Upon leaving Beddglert, walkers should aim for Cwm-cloch farmhouse at GR581 479. Here the well-made path heads for Rhyd-Ddu, but soon an obvious turn leads walkers toward the fell. I had planned this walk for Saturday, but with everything in place at 17:30hrs on this sunny Friday afternoon, I thought "why not?". Most views on the ascent are in retrospect due to the fell being in the wrong place for good light.
Looking Back to Beddgelert
In Wales, I tend to carry "The Welsh Peaks" by W.A.Poucher (Third Edition 1967). A photographer and climber whose words resemble those more of a headmaster, rather than a guidebook writer and the walk descriptions are far less thorough than Wainwright in the Lake District, but nonetheless they are very useful. "I am astonished to observe the strange footwear worn by some of our young friends; amoung which thin leaather or rubber-soled shoes are common."
That pointed peak in the distance has caught my eye!
Beddgelert and Llyn Dinas
What a view! In my opinion, Beddgelert sits close to the centre of one of the most beautiful parts of the United Kingdom. "They" have started to clear Snowdonia of Rhododendrons - seen as an invasive species, popular with C19th land owners - hence the bare hillsides on the far side of the village. Apart from that, which will hopefully re-cover quickly with good things, everywhere you look brings a smile to your face! The other pointy peak is Moel Siabod.
It is impossible to make quick progress, partly because the path gets quite steep, but mainly because of the views of the "engirdling" hills. Over there, Snowdon and the neighbouring sharp point of Yr Aran. The colours in the foreground represent a descending couple with two young children who greeted me with beeming smiles. The legal high of fresh air and exercise is working well today.
The last 700ft or so of ascent is quite steep over loose stones.
Not quite the top comes into view 2hrs after leaving the campsite.

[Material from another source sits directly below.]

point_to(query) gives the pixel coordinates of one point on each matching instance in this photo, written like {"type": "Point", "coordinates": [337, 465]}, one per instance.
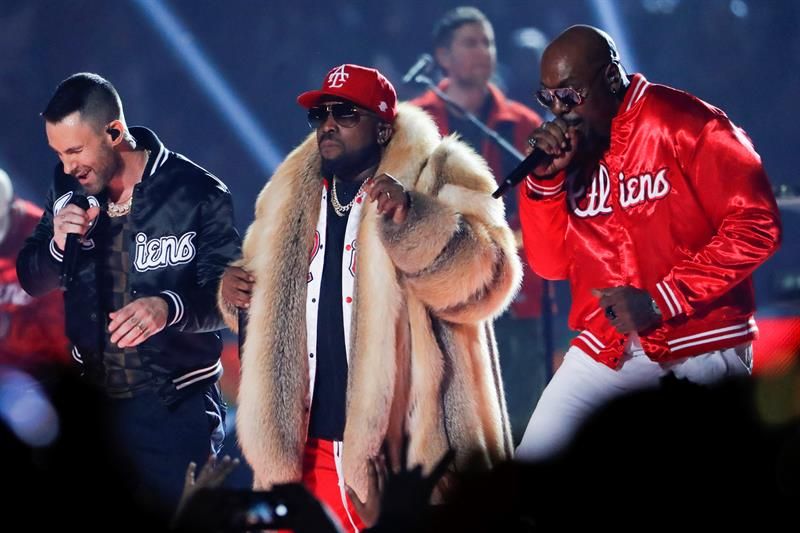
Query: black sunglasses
{"type": "Point", "coordinates": [345, 115]}
{"type": "Point", "coordinates": [566, 95]}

We're still wondering what that dark pointy peak is over there.
To The Summit
Molly on top of Moel Hebog 2,566ft asl
This is the highest top I have reached on an evening walk. Words cannot express the unforgetable experience of reaching this summit on this day at this time in this weather. It's 2000hrs, boozers are boozing; loungers are wathcing soaps; dog walkers are pottering around parks avoiding some folk and hoping to meet others; and some folk are just looking blandly at small screens.
The Trig Point
Without doubt, these are the finest felltop views I have ever had the pleasure of experiencing.
South: To Portmadog
North-East to Snowdon
East to Moel Siabod
Ideally we would have walked on to the two neighbours of Moel Hebog, but there is some pressure of time and whilst I have my map and the light is still good, I seem to have left my compass in the other rucksac.
Northish to The Nantille Ridge (centre)
Sunlit Northside of Moel Hebog
The next fell top is that of Moel y Ogof, maybe one for another day. We head into the col of Bwlch Meillionen to find a route back through the forestry plantations.
Somewhere there is a path through that lot.
Trial Asbestos Mine? or Ogof Owain Glyndwr (Cave)
Moel y Ogof is home to two features, one being a trial mine for asbestos and the other a cave. This void is probably one of them.
Into The Forest
Falls in Cwm Meillionen
It's a bit of a rough footpath through the forest, but the authorities have tried to keep walkers off the main tracks and that's generally what we prefer. Many posts are numbered which could be helpful if you are following a guided trail.
It's an easy final mile or two along good tracks and back to the farmhouse for a walk back over the railway line and into Beddgelert and so to the campsite for a 22:15hrs finish. The Pointed Peak belongs to The Moelwyns, with Cnicht on the left, less prominet from my photographs.
Walkers: Molly The Dog and Me.
Route: Cae Du Campsite, Beddgelert, Cwm Cloch Farm, Moel Hebog on well worn tracks, Bwlch Meillionen, footpath through Beddgelert Forest, Cwm Cloch, Beddgelert, Campsite.
Greetings: On the main body of the walk there was the family of four plus one runner.
Weather: Dry, Sunny with a strong breeze on top.
Time Taken: 4hrs 30mins over a distance of maybe 7 miles, 2,400ft of ascent.